As well as the London action in mid April, Camden Extinction Rebellion (CamdenXR) are planning to publicise Clean Air Day the evening before with action near Camden Tube station at 5.30pm today (Wednesday June 19).

The Civic Society is supportive of CamdenXR with its empowering leadership of distributed responsibility. At a meeting on June 7 with Holborn and St Pancras MP Keir Starmer he acknowledged, despite the significant burden of Brexit, the primacy of the climate catastrophe. As a shadow cabinet member he has restrictions on talking from the floor in parliamentary debates, but he consistently opposes the HS2 rail project, Heathrow's proposed third runway, and fracking, which in XR's views are all incompatible with Parliament's Emergency declaration on May 1. Keir will raise with the leader of the opposition Jeremy Corbyn MP for Extinction Rebellion to meet with the shadow cabinet and the shadow treasury team as a follow up to the national meeting between XR and Labour.

I am hopeful this level of cooperation can be established locally in Camden with Georgia Gould.

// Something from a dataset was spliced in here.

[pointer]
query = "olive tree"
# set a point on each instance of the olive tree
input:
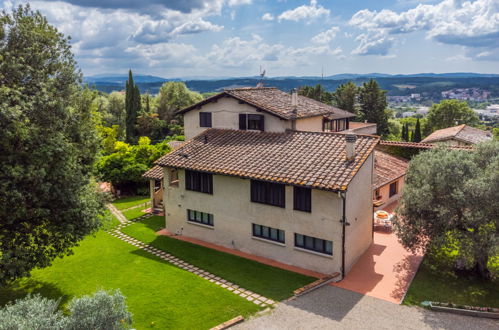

It was a missed opportunity for Camden to join the first wave of local authorities declaring a climate emergency, as this fell off the full council agenda on April 8.

While this series of council organised meetings and website platform for suggestions doesn't actually meet the criteria to qualify as a citizens assembly, it should still prove a valuable opportunity for Camden residents to get involved in the discussion to shape some ways forward with solutions: banning single use plastic in the borough, halting all building on green spaces, enforcing no tree-felling and petrol and diesel vehicles on our quieter (non-transport for London) residential roads would be some great first steps.